On 4/8/2023 1:34 PM, Bernd Linsel wrote:
> BGB wrote on Sat, 2023-04-08T18:49:12+0200:
>>> Where, the GCC output also seems to be apparently using a Load/Store
>>> strategy, whereas [...]
> Only in -O0 or -O1, from -O2 on it tries to hold all locals in registers
>
Load/Store in that it loads values into registers and mostly operates on
them in registers, storing the final results back to memory when it is
done with them or similar.
Not in the sense that it loads/stores for every operation (like in "-O0").
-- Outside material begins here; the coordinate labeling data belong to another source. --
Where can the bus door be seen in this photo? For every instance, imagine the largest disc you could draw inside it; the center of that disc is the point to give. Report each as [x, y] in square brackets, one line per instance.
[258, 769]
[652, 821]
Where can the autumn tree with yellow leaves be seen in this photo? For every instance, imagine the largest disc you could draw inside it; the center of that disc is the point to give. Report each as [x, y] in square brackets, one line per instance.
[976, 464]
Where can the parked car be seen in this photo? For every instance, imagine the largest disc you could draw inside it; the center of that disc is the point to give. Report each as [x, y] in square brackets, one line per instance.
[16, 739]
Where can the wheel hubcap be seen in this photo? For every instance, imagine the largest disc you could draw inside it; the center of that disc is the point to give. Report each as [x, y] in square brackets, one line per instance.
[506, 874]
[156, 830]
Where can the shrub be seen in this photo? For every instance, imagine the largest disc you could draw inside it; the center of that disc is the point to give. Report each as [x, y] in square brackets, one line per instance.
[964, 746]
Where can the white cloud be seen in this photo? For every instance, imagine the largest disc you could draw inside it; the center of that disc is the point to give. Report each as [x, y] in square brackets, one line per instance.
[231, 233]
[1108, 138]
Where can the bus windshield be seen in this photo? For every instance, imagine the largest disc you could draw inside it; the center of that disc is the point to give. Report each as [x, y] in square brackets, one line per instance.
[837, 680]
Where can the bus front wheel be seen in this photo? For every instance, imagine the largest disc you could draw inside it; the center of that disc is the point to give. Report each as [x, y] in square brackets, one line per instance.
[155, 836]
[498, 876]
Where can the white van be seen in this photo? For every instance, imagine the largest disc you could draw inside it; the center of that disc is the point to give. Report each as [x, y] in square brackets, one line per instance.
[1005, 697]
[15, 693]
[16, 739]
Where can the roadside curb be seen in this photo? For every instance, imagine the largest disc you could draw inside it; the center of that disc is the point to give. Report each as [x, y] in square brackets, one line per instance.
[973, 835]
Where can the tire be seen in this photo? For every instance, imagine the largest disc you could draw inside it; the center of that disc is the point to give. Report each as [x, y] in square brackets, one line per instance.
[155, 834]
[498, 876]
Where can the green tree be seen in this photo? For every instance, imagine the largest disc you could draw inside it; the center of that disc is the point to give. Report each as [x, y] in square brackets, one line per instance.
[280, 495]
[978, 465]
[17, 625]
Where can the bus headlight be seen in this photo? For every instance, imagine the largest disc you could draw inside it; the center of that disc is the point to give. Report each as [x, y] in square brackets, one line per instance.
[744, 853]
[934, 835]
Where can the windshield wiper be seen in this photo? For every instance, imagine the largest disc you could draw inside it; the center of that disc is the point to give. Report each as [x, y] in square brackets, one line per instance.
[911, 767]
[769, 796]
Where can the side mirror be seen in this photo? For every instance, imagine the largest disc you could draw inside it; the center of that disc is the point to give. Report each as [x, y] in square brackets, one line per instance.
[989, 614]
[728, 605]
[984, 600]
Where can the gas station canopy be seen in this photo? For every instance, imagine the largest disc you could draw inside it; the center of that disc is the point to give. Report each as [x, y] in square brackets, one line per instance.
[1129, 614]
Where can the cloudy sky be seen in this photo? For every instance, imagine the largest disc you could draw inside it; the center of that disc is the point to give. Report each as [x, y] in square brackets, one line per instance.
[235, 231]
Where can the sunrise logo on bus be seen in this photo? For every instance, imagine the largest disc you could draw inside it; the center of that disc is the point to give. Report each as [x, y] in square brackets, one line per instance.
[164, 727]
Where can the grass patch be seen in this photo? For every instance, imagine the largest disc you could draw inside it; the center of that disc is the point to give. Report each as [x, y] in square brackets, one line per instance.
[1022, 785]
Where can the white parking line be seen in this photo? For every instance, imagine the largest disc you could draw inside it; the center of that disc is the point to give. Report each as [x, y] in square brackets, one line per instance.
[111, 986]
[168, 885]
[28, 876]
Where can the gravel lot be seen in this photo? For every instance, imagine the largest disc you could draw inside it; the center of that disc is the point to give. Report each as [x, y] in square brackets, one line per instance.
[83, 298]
Contrast with MSVC, which is making heavy use of x86-64's complex
addressing modes to perform operations directly against values held in
memory.
I am not saying that either is good or bad, and I have noted that GCC's
output does tend to outperform MSVC's output, as well, as the executable
code being smaller. So, it is also very well possible that Reg/Mem ops
are not really a win on x86-64, even if it does have them for most
instructions.
> [...]
>
>> I am not entirely sure what is going on here with GCC, as it seems to
>> often alter code sequences into unrecognizable forms (whereas MSVC seems
>> to keep the same general structure as the C source intact).
>
> The first thing that causes this effect is that with gcc, variables don't have a home register. You can clearly see the effects of its SSA analysis, where every generated value gets its own register; and the register allocation is performed more often.
>
Possibly true.
Both GCC and Clang use SSA.
I don't know what MSVC uses here.
BGBCC had attempted to use a sort of "pseudo SSA", but I was unable to
figure out how to make things like phi operators work, so it is
effectively still plain 3-address-code.
Between being C source, and being 3-Address-Code, it does take a detour
through a stack-machine representation.
Where, say, an expression like:
y=m*x+b;
Gets represented as, say:
LOAD m
LOAD x
MUL
LOAD b
ADD
STORE y
Which then needs to be translated back to 3AC form during load:
MUL:i t0, m, x
ADD:i y, t0, b
( This is a shorthand, the notation used by BGBCC for debug output is a
lot more verbose. )
Mostly by noting that, the stack can be seen, not as directly holding
values, but instead as a temporary holding space for variables (and
cases where it does need to "hold" a value, the stack item is used to
hold a temporary variable).
This makes the stack -> 3AC transformation stage relatively
straightforward, but does still put a lot of constraints on how the
front-end ASTs can be expressed in terms of the underlying IR (things
like the "z=c?x:y;" operator not mapping all that cleanly to the stack
machine model).
Though, given .NET CIL is also stack-based, it is possible it may be not
too far off from what MSVC uses. BGBCC's RPNIL is also (at least
vaguely) comparable to .NET CIL in terms of many areas of its design.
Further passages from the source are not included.